La mutation du juge d’instruction chargé de l’affaire du Sheraton Gate au poste d’inspecteur a été un évènement qui a soulevé beaucoup de polémique. Cependant dans la même journée de cette mutation effectué le 29 janvier, le ministre de la Justice a procédé à un mouvement partiel dans la magistrature. Ces deux actions ont été sujettes à confusion de la part des lecteurs.
Mouvement partiel dans la magistrature
Le mouvement partiel dans la magistrature qui a eu lieu le 29 janvier a concerné des dizaines de juges. Selon Faouzi Ben Jaaballah, conseiller du ministre de la Justice Noureddine Bhiri, la décision de ce mouvement partiel dans la magistrature émane du Conseil Supérieur de la magistrature et non du ministre de la Justice.”
A cela, l’Observatoire de l’indépendance de la magistrature (une association créée au mois de mars 2012), présidé par le juge Ahmed Rahmouni, répond que ce Conseil Supérieur de la Magistrature est présidé par le ministre de la Justice Noureddine Bhiri.
Les décisions qui émanent du ministère de la Justice, sous l’appellation mouvement de la magistrature, sont dénuées de tous les critères de légitimité et de crédibilité puisqu’elles proviennent d’un Conseil Supérieur de la Magistrature, dissous en réalité et sur le plan légal.
L’Observatoire rappelle aussi à l’opinion dans leur communiqué publié le 29 janvier que
Ce CSM est composé de juges impliqués dans la politique répressive de l’ancien régime. D’après les juges de l’Observatoire, ce Conseil n’est pas représentatif des magistrats. […] De surcroît, le ministre de la Justice s’est accaparé la préparation de ce mouvement de la magistrature et s’est contenté du CSM pour donner une légitimité protocolaire et factice
Par ailleurs, l’une des raisons les plus mentionnées du ministère de la Justice serait de combler les vides, notamment au niveau du pôle judiciaire. Ainsi la mutation du juge d’instruction chargé de l’affaire du Sheraton Gate, selon le ministère de la justice, est pour combler un vide au niveau de l’inspection.
Pour M. Ben Jaballah, les déclarations de l’Observatoire sont erronées puisque selon le ministre de la Justice, le Conseil Supérieur de la Magistrature serait légitime et légal.
Indignation
Les juges, représentés par l’Observatoire pour l’Indépendance de la magistrature et de l’Association des Magistrats Tunisiens (créee en 2005, dont les adhérents sont plus de 1572 magistrats), ont exprimé par le biais de communiqués et de déclarations médiatiques que ce mouvement, dirigé par l’exécutif nuit à l’indépendance du pouvoir judiciaire. Les juges indépendants et les organisations représentatives des magistrats ne cessent de contester la main mise du politique sur le cours de la justice.
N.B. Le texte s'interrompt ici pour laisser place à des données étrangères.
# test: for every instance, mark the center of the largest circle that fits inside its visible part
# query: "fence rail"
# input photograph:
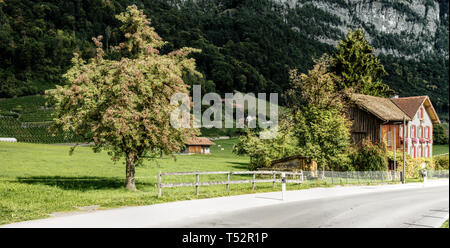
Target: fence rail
(228, 182)
(328, 177)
L’un des points qui a pu rassembler le ministère de la Justice et celui des juges serait la mise en place de l’Instance provisoire de l’ordre judiciaire. Il est donc clair que c’est au niveau de l’Assemblée Constituante que le sort de la justice va être scellé. Rappelons qu’au mois d’aout 2012, le projet de loi pour cette instance a été bloqué suite au refus d’Ennahdha de l’indépendance de l’Instance. Jouissant de 89 députés, Ennahdha ne peut imposer la non indépendance de cette instance puisqu’il lui faut 109 voix au moins. Le problème reste donc l’absentéisme des autres députés des autres blocs pour voter pour l’indépendance de l’instance et sortir le pays de la crise au niveau du pouvoir judiciaire.
Au niveau politique, le remaniement ministériel reste “le feuilleton” le plus dur à regarder pour sortir de l’impasse actuelle. Le parti islamiste, à travers le Président de son bloc a l’ANC, a déclaré sur Al Jazeera que ses alliés de la Troïka, n’ont pas décrété l’échec du ministre de la Justice.
Pourtant pour les deux alliés d’Ennahdha, CPR et Ettakatol, le remaniement au niveau du ministère de la Justice est une condition sine qua non pour rester dans la coalition au pouvoir. Cet ultimatum posé par les deux partis signifie un constat d’échec du ministre de la justice dans sa mission. Néanmoins, au-delà des négociations politiques, ce sera donc aux députés, véritables représentants du peuple, de désamorcer cette crise judiciaire en accélérant la mise en place de l’Instance provisoire de l’Ordre judiciaire qui pourrait remplacer le Conseil Supérieur de la Magistrature.